Cependant, derrière le glamour et les avions privés, le coût humain est exorbitant. Les DJs les plus sollicités effectuent entre 150 et 300 spectacles annuellement, soit un spectacle tous les deux ou trois jours. Dans cet environnement hautement concurrentiel, l'avertissement est explicite : « Si ton agenda n'est pas plein, quelqu'un d'autre le sera. »
Sous l'impulsion des plateformes, des marques et de la culture éphémère, le DJ se transforme en un automate polyvalent : artiste de performance, créateur, influenceur, représentant... Toujours en ligne, jamais en pause.
Ce modèle d'hyperproductivité épuise les corps et fracture les esprits. Il a réduit Avicii en poudre. Il a emporté Erick Morillo. Et il continue de pousser certains à la limite, dans un monde où la réjouissance semble sans fin — même lorsque l'être humain lui-même perd pied.
Reconsidérer la santé mentale dans la musique électronique
Des drames semblables à celui d'Avicii ne sont pas des cas isolés. Ces signes sont révélateurs d'un système de performance intensive, où l'artiste est exploité en tant que ressource jusqu'à l'épuisement. Il est crucial d'intervenir sans délai.
Des solutions tangibles se dessinent :
- Psychologues de tournée, à l'image des sportifs de haut niveau - Restriction du nombre de concerts annuels - Éducation dans les écoles de musique et de MAO - Espaces d'échanges et syndicats d'artistes indépendants - Congés créatifs sponsorisés par les labels, afin d'éviter l'épuisement.

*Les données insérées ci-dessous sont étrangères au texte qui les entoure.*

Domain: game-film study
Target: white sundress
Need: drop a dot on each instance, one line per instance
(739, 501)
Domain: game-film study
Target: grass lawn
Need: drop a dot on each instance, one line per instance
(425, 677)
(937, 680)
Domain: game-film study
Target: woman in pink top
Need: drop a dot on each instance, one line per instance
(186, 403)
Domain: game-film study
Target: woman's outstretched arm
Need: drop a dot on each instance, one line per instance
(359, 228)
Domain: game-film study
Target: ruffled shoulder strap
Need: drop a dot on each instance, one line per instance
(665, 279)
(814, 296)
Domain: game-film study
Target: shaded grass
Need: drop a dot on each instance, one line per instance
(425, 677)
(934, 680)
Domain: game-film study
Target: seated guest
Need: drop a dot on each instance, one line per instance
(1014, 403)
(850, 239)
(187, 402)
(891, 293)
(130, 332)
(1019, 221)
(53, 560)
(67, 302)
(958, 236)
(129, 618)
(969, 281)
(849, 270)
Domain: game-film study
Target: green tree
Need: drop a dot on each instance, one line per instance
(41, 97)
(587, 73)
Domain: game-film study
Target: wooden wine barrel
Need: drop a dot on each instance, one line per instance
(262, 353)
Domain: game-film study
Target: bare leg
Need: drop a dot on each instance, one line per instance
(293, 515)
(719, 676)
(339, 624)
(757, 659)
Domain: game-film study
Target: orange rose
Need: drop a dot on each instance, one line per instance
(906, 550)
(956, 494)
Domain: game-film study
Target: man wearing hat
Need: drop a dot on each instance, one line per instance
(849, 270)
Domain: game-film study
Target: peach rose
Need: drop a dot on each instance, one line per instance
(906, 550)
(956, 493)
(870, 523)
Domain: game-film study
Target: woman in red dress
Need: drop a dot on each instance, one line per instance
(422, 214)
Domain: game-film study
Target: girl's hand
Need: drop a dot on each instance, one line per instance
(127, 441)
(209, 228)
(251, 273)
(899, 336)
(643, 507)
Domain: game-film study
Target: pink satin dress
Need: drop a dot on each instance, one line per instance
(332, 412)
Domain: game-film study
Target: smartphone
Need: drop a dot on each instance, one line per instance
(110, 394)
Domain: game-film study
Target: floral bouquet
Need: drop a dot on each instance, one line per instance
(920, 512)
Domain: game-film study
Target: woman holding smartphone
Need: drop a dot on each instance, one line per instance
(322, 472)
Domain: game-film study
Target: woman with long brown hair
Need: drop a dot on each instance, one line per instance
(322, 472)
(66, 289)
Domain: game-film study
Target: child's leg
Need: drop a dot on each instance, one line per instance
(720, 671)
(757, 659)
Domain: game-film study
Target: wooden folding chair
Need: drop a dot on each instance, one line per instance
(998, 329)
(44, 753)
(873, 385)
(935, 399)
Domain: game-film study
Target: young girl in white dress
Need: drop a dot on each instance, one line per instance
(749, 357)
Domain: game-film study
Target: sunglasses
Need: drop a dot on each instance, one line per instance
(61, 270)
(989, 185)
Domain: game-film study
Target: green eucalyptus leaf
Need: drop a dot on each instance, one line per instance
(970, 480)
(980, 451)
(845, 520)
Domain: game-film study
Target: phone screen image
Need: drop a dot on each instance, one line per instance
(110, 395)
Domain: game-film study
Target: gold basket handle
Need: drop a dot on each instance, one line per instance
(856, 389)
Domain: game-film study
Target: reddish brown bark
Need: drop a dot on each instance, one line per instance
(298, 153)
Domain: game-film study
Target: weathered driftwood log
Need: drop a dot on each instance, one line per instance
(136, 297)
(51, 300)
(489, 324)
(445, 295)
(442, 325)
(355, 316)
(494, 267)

Danser autrement, durer vraiment
Nous devons réévaluer notre relation avec la musique : derrière chaque performance, il y a une personne, pas un automate. DJ Snake, qui sait se démarquer en dehors de la scène, et Kygo, qui favorise un rythme apaisé, démontrent qu'une autre voie est envisageable : ressentir sans se fissurer.
La démarche est initiée. Artistes, labels et auditeurs, tous se posent des questions sur le rythme effréné pour créer une musique plus humaine et pérenne.
Créer sans se brûler. Mélanger sans disparaître. Danser sans s'écrouler. Donc, poursuivons la danse — mais de manière lucide, libre et vivante.